I have duly recieved your favor of the 8th and entirely concur in opinion with you as to the ease & importance of the inland navigation from St Mary’s to James river, and will certainly give it whatever aid may be in my power. as this may be best done by way of letters to those on whom the measure would rest, I return you the blank petition. I go out so little & see so few people that I could do nothing with the petition, altho’ it is one which every man in the state would readily sign.
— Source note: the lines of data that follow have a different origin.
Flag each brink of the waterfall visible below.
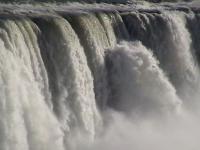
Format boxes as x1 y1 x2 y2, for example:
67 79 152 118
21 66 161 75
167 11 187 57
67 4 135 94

I am now myself pressing on the government to station from 50. to 100. gunboats in Lynhaven river, as a sufficient defence for the Chesapeak bay & all it’s waters. I am satisfied that were such a force there, no vessel of war would ever pass a night in the Chesapeak. but a previous operation absolutely necessary would be to open a Canal from the head of Lynhaven river into the East river, to give a safe retreat to the gunboats if attacked from the shore of the river, and to enable them to go to the defence of Norfolk if attacked. as a military work the government has power to do it; altho’ for the mere purposes of navigation they have not the power. there is a proposition now before Congress for an amendment to the Constitution to give them that power. Accept the assurance of my respect.
RC (NNGL, on deposit NHi); mutilated at folds, with missing text supplied from PoC; at foot of text: “Mr John Dev. De Lacy.” PoC (DLC); endorsed by TJ. Enclosure not found.
On 10 July 1813 Virginia representative John G. Jackson placed a resolution before congress for an amendment to the constitution that would grant Congress the “power to make canals in any State, with the consent of the State within which the same shall be made.” Jackson successfully moved on 24 Jan. 1815 to postpone “indefinitely” consideration of that and other constitutional amendments he had proposed (JHR description begins Journal of the House of Representatives of the United States description ends , 9:87, 685).